Sat 11/23, 2002

ひらがな日本美術史 [Art , Books ]

歴史の浅い北海道、と言うとアイヌの方々(アイヌというのは人という意味なのでこれも変な言い回しだ)に申し訳ないが、その地に生まれ育ったせいなのか、日本の歴史的建造物や美術にはとても関心を抱いている。念のために付け加えておくと、アイヌ文化の遺産が少ないのは和人の侵略による理由はもちろんだが、彼らの自然と融合したようなライフスタイルが、そういったものを有形のものとして残すことにあまり執着していなかったのではないか、と私は考えている。これも素人考えに過ぎないが、文字を持たなかったというのも、あるいはその辺りから来ているのではないだろうか。

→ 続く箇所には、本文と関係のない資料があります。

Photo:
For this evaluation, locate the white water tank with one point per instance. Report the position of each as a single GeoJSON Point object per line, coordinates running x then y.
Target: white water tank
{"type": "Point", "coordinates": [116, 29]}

それはさておき、橋本治氏の新刊は芸術新潮の連載をまとめた「ひらがな日本美術史4」である。いつもながらの橋本調で例えば「俵屋宗達は日本最高の画家であると思う」と結論付けておいてから実に丁寧に、繰り返し解説してくれるのである。展覧会などでの解説を見ても彼のように本質を突いた説明をしてくれるものは他にない。アートは理屈よりも感性だという信条ではあるが、そういうことを抜きにしてしまう説得力がある。お蔭様で私のような凡俗でもそれらの真髄に迫ることができる。できるような気がするのだ。